Nos los comíamos. Habían sido nuestros gatos cuando vivían en lo alto del tejado, hermanos de las veletas y las nubes, y solían acompañarnos al sótano, como candelabros de andar elegante. Pero teníamos que comérnoslos, eso dijeron, porque la hambruna de 1342 llegó encapuchada y con una guadaña reluciente que apestó el aire. Así que los hombres los golpeaban ahora, sin ser capaces de aguantar el brillo interrogante y verde de sus pupilas mágicas, los golpeaban hasta la muerte pensando en los huesos esquinados de sus hijos, demasiado pequeños para tener huesos así de grandes, huesos como arcos. Desaparecieron sus lomos negros de terciopelo, sus lomos concha de tortuga, sus lomos de un blanco que jamás tuvo la leche de nuestras pobres cabras. Yo, lo juro, solía comer su carne con lágrimas en los ojos, les pedía perdón por las piedras y el hambre, por los niños arco de flecha. Aquellas primeras noches de estómagos llenos en las que no se oyó un maullido sentí el presagio de algo terrible, que estaba por suceder. Llegaron ellas, grises y triunfantes, con sus armaduras sucias. Las infames ratas, ya vencedoras. Y entraron en las casas, porque la sombra vigilante de los gatos ya no estaba allí para detenerlas. Se colaron en nuestras ollas, en las cunas de madera fingieron ser bebés que comían bebés. Miraban a los hombres exhaustos del hacha, desafiantes, con esos ojos negros y diminutos que reflejaban el infierno, nos enseñaban sus dientes y reían, sabedoras de que nos quedaba poco tiempo antes de convertirnos en su alimento. Evitaban nuestras piedras lanzadas al aire, rápidas ellas también, como piedras, trepaban a los tejados, a las alacenas. Devoraron a la última gallina del pueblo y entonces ya fuimos todos igual de pobres; entonces ya supimos todos que estábamos muertos.

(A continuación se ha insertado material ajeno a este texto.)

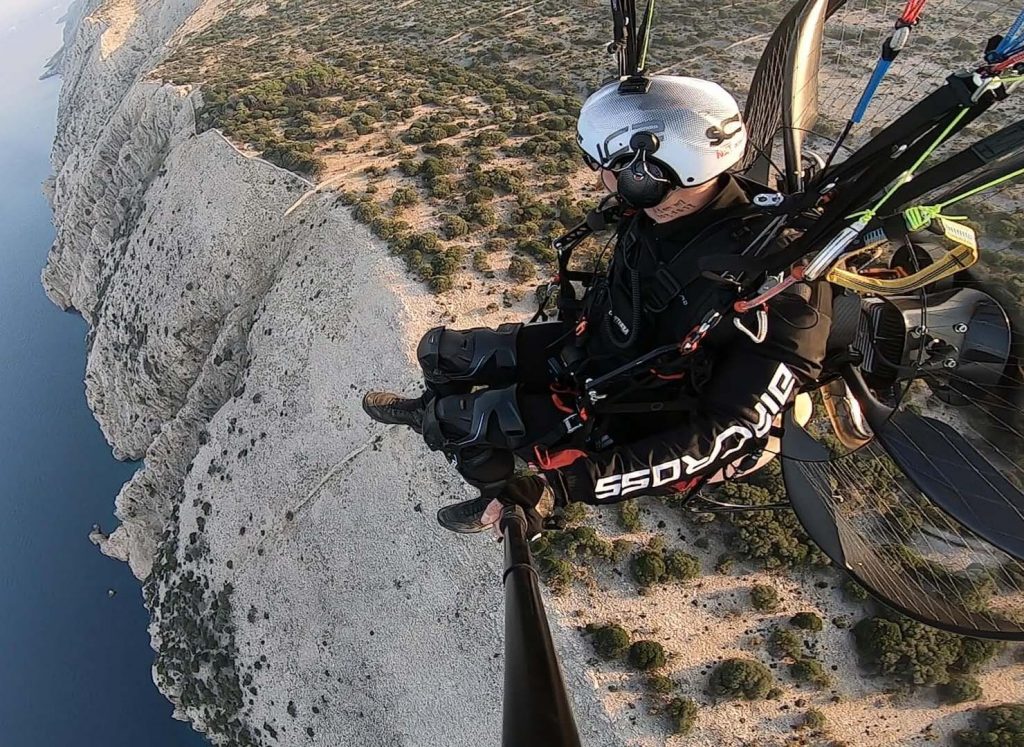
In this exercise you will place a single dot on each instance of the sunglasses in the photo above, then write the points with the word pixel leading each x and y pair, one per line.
pixel 621 164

Salvé dos, las crías aún ciegas de una gata mansa de nieve que buscaba la caricia de los humanos y una mañana no volvió al granero donde la esperaban dos borlas de pelo atigrado. Los alimenté no sé bien cómo, si nada quedaba que comer en la desdichada Romieu. Los abrigué con trozos de saco, los cambié de sitio cuando me pareció que corrían peligro, los acaricié como solía gustarle a su madre, la pobre gata blanca y confiada, tan flaca. Crecieron sin esperanza pero con la belleza desafiante de su especie, gemelos, macho y hembra. Huraños, invisibles para el resto de los habitantes del pueblo, fantasmas de gato que solo se dejaban acariciar por mí, que se internaban jugando en el bosque y pese a mis temores regresaban siempre, cada vez más fuertes. Nunca dejarían que otro humano les pasara la mano por el pelaje verdoso y negro. No olvidaron la inocencia traicionada de la gata que era blanca como un ganso, pero cumplieron su deber. Se aparearon en primavera: de entre los árboles surgían los gritos salvajes y necesarios de la hembra. Se ocuparon de las ratas, que ya eran las dueñas y señoras de las casas de los primeros que se rindieron y se sentaron a esperar a la mujer de la guadaña. Los dos jóvenes gatos huérfanos de implacables ojos verdes las atacaban ahora, audaces, guiados por la necesidad de vengar a su madre y de alimentar a su primera camada, oculta en el bosque.
Fueron ellos quienes salvaron a la Romieu de las repugnantes emisarias grises de la enfermedad y la muerte. Dos gatos de pelo atigrado que a veces me visitaban y dejaban un pajarillo aún caliente ante la puerta de mi casa. Dicen que con el tiempo, cuando ya hubo niños nuevos y gatos dóciles que velaban los tejados, a mí se me fue poniendo cara de gato. Miro de lejos a los humanos y procuro no acercarme demasiado a ellos. Los vecinos nunca han llegado a perder del todo su pánico a la peste y a las ratas. Tal vez por eso haya un gato de piedra vigilante en cada esquina de nuestro pueblo.